More than two dozen businesses and nonprofit groups in the state will receive federal health care subsidies to offset the cost of insuring their retirees.
The subsidies, announced Tuesday, are the first visible sign of the recently passed Affordable Care Act. The insurance subsidies were added to the new health care law to encourage employers not to cut or drop health benefits for their former workers - and to appease the business lobby's concern about the overhaul's effect on profits.
The 29 organizations selected in this state - which include city governments, universities and Fortune 500 corporations - are just the first wave of employers that hope to benefit from the program. They are among nearly 2,000 employers nationwide named so far that are vying to divide the $5billion pot.
Some employers passed up the opportunity, which required a time-consuming federal application without a guaranteed payout. The effort cost Duke University as much as $20,000 in time and labor, said Kyle Cavanaugh, Duke's vice president of human resources.
The applicants don't know how much money they will receive until they submit details on health costs later this year to the U.S. Department of Health and Human Services. Duke University estimates it could receive up to $1 million to help defray the cost of insuring more than 1,000 retirees.
"This allows us to continue to stand in line," Cavanaugh said. "The number was large enough for us to stay engaged and pursue it."

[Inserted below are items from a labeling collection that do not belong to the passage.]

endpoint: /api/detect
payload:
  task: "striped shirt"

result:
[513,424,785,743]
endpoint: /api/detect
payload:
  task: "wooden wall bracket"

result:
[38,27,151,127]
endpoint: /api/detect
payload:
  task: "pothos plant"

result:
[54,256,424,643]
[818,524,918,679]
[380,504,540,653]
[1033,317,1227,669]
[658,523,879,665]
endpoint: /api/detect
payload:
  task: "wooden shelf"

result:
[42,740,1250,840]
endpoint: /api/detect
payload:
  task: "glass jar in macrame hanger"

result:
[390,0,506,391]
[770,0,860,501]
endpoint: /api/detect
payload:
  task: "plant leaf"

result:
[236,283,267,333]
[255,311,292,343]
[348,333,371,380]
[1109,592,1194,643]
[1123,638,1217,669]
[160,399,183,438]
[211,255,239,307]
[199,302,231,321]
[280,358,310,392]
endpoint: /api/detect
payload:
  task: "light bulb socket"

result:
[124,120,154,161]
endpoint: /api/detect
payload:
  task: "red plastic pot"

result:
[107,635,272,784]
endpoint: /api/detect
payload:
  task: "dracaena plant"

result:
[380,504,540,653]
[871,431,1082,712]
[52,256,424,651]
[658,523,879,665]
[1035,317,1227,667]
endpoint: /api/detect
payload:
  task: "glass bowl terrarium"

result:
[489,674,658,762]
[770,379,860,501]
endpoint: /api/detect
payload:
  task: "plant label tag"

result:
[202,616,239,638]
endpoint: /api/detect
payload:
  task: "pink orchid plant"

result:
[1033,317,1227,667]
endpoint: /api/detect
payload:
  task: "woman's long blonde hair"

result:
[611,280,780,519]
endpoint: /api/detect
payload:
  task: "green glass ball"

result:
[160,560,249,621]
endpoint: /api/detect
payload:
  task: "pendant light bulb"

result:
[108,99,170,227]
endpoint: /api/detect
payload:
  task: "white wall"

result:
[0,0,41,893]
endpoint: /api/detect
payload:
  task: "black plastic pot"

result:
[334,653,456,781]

Nationwide, about 1.3 million retirees and dependents are still covered by employer insurance programs, according to the Employee Benefit Research Institute, a nonprofit in Washington. These people can be difficult to insure because of their age and high health care costs.
According to federal statistics, businesses were dropping those benefits even before the recession. Between 1998 and 2008, the percentage of large companies that offered the plan fell from 66 percent to 29 percent.
The health care law is expected to render retiree coverage obsolete because the new national system will prohibit insurers from charging extra for pre-existing conditions. There will be subsidies for people until they are eligible for Medicare.
The employers who applied for the subsidies in this state include Progress Energy in Raleigh, Duke Energy in Charlotte, Durham County government, nonprofit Research Triangle International in RTP, Lorillard Tobacco in Greensboro and Boddie-Noell Enterprises, the Rocky Mount company that runs Hardee's and other restaurant chains.
The subsidies are designed for early retirees aged 55 to 64 who are not yet eligible for the federal Medicare program. The subsidies pay up to 80 percent of annual medical and drug costs between $15,000 and $90,000 per early retiree. Employers are responsible for all costs for the first $15,000 of coverage.
The $5 billion in subsidies will offset about 25 percent of the cost of insuring early retirees and their dependents over two years, said Paul Frontstin, the institute's director of health research.
Progress Energy has 2,600 retirees and 2,600 dependents on its early retiree insurance plan. But 300 to 350 are expected to incur costs above $15,000 and qualify for the subsidies, company spokesman Mike Hughes said.
Novant Health, a nonprofit hospital chain in Winston-Salem, estimates that 95 of its early retirees will qualify for about $300,000 in subsidies over two years.